Glacier Races to the Sea—U of I Geoscientists Race to Understand Why!
University of Idaho geoscientists are launching a three-year project aimed at addressing one of Earth science’s most pressing societal questions: How fast will the oceans rise during the coming decades and centuries?
The global ocean is currently rising at the rate of 1 foot per century. Whether we expect sea level rise to continue at that rate — or speed toward 4 or 5 feet of new coastal flooding per century — depends significantly on how and why glaciers and ice sheets speed up.

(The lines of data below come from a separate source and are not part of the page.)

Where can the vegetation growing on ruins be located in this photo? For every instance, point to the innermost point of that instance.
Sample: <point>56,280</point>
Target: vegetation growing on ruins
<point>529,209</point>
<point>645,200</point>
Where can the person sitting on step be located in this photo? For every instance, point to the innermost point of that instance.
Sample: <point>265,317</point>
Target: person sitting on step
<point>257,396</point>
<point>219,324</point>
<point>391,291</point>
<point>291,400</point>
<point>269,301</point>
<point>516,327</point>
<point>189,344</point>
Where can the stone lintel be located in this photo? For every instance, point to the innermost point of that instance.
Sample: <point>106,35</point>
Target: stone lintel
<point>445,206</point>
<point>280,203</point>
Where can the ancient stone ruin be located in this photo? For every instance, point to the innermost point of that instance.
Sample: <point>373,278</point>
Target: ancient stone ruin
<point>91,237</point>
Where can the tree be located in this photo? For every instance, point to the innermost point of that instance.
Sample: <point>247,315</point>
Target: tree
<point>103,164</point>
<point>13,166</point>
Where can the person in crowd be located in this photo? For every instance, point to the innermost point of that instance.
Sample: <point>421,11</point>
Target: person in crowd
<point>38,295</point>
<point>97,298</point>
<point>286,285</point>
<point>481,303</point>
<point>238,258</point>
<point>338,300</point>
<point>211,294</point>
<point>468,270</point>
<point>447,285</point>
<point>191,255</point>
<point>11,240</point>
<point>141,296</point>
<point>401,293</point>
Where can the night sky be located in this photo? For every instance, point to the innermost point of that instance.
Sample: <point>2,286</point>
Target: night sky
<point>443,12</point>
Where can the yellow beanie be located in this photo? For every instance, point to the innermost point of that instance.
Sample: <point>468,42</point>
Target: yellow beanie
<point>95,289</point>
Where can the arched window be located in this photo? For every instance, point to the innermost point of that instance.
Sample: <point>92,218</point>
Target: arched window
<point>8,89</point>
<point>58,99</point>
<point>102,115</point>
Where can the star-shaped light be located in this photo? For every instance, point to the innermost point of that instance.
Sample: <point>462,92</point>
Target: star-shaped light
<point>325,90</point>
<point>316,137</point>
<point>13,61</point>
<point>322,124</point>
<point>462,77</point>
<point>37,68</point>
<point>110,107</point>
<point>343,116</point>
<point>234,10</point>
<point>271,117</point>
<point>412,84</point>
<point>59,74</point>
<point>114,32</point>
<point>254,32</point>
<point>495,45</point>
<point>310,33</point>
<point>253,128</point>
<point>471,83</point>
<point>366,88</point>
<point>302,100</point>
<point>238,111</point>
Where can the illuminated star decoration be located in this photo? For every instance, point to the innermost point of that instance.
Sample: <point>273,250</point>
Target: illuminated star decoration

To better understand glacier speed-up, Professor Timothy Bartholomaus is mentoring University of Idaho students and collaborating with scientists at other Idaho universities. A new, $1.4 million project, supported by the U.S. National Science Foundation, will allow Bartholomaus and others to learn what controls abrupt accelerations of glacier flow known as glacier surges.
In August 2020, the team visited their target surging glacier in the heart of North America’s iciest mountain range and set up a comprehensive set of geophysical instruments to track glacier motion and water flow at the bottom of the glacier. The team found the glacier had sped up 20-fold in a matter of months.
Measurements will continue as the surge begins to wane. The researchers will synthesize observations with theory to better understand how much — and under what circumstances — Greenland and Antarctic ice can race to the sea.